Roundup

UK Pensions: What’s new this week? - May 18, 2026

UK Pensions: What’s new this week? - May 18, 2026
Welcome to your weekly update from the A&O Shearman Pensions team, covering all the latest legal and regulatory developments in the world of workplace pensions.
Summary

HMRC provides more detail on applying inheritance tax to pensions from April 6, 2027.

Dashboards updates: “go live” date expected to be in financial year 2027/28; and TPR seeks information on value data readiness.

TPR consults on corporate strategy, outlining priorities for the next five years.

TPR publishes report on impact of DC consolidation.

More detail from HMRC on inheritance tax changes

HMRC has published a technical note giving more detail on the upcoming changes to the application of inheritance tax (IHT) to pensions.

Key points include:

  • Draft regulations covering requirements for information sharing between personal representatives (PRs) and pension scheme administrators (PSAs) will be shared for a short technical consultation this spring. The note sets out what HMRC expects to be in those regulations, including an outline of timescales within which PSAs will need to provide PRs with information.
  • Draft guidance on the evidence schemes will need to obtain to prove the identity of a PR/prospective PR will also be published this spring. The note gives some detail on the evidence that may be required.
  • The note gives some commentary on the meaning of being in employment, to determine whether benefits will be counted as a death in service benefit (which will be excluded from IHT).
  • The note gives some detail on how HMRC envisages withholding notices (which will allow PRs/prospective PRs to require schemes to withhold up to 50% of an individual’s benefits for up to 15 months) will be used.
  • Draft templates for withholding notices, and notices to require schemes to pay IHT directly, will also be shared this spring. The note gives some indication of what will be included in those and also includes deadlines for PSAs to confirm that a notice is valid and, in the case of withholding, to notify beneficiaries that they are in place.
  • The note also includes some information on how the new system will apply to non-long term UK residents and pension schemes established outside of the UK.

Read the technical note.

Dashboards updates

The Q&A section of the Pension Dashboards Programme website has been updated to say that it is now expected that the MoneyHelper Pensions Dashboard will be available to the public in financial year 2027/28. A further update on launch plans will be provided later this year, around the time of the October 31 connection deadline. Separately, TPR has announced a regulatory initiative targeting 240 DB and hybrid schemes to assess the readiness and accuracy of value data, to help inform discussions around the precise timing of the “go live” date.

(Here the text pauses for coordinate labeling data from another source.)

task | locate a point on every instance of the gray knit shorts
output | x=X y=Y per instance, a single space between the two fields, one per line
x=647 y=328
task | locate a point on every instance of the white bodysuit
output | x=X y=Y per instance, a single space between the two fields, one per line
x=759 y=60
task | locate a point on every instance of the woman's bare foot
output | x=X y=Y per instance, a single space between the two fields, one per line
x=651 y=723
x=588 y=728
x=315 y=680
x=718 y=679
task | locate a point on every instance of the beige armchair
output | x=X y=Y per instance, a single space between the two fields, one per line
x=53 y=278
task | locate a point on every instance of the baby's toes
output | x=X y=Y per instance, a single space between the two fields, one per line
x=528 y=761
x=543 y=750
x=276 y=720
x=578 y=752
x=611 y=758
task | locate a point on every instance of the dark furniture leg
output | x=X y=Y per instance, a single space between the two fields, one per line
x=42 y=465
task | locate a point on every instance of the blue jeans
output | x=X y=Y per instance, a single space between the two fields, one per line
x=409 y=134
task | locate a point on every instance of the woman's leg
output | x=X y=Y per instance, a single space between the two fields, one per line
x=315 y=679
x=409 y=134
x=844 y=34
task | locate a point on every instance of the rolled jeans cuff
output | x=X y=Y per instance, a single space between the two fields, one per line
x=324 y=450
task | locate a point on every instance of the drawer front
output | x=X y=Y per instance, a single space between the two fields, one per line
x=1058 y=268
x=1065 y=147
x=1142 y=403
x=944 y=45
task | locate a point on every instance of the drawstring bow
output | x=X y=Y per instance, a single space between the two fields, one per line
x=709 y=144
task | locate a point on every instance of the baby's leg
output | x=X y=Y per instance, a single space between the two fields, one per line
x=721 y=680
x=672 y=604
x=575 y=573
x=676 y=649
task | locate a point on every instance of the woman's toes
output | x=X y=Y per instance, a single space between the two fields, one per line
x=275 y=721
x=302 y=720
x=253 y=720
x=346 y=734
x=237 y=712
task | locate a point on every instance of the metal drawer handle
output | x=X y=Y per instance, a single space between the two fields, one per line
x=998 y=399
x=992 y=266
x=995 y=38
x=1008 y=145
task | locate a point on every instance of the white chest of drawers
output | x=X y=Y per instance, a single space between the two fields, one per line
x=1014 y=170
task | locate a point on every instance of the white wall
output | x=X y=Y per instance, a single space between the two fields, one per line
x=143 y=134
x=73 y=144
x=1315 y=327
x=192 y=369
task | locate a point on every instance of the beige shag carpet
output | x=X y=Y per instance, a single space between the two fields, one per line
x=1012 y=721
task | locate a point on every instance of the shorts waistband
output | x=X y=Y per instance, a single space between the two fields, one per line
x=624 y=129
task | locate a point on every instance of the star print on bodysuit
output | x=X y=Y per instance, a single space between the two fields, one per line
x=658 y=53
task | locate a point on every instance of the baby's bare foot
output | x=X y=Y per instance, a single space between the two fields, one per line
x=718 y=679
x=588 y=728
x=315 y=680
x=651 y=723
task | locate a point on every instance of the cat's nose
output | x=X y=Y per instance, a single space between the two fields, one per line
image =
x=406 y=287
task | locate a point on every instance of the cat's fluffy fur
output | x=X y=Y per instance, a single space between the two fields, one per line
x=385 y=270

Read the Q&As (see Timelines section) and TPR’s press release.

TPR consultation on new corporate strategy

The Pensions Regulator (TPR) is consulting on its draft Corporate Strategy for 2026 to 2031. The strategy sets out how TPR will navigate the next five years, in light of the pensions reform agenda under the Pension Schemes Act and the Pensions Commission report (expected in 2027). TPR reiterates its commitment to taking a more prudential approach to regulation, and to reducing unnecessary burdens on schemes and employers wherever it can.

The strategy highlights a number of challenges that TPR says must be “at the forefront of [its] regulatory work”. These include: schemes growing in size and complexity; trustees considering a broader range of investments; DB endgame planning; DC retirement outcomes; and uneven integration of climate and ESG considerations. It sets out targets for member and market outcomes and principles that will guide its approach.

Read the consultation.

TPR report on DC consolidation and economies of scale

TPR has published a report examining the emerging evidence as to benefits of scale arising from the consolidation of small defined contribution (DC) schemes into master trusts. The report pulls together analysis from various sources; among the findings are indications that total costs per member generally decrease as scheme size increases, but that evidence linking scheme size with gross investment returns is currently weak.

TPR concludes that “there is some evidence emerging of economies of scale benefits, but this is not unequivocal or guaranteed, therefore the market must remain alert and responsive to risks and opportunities.”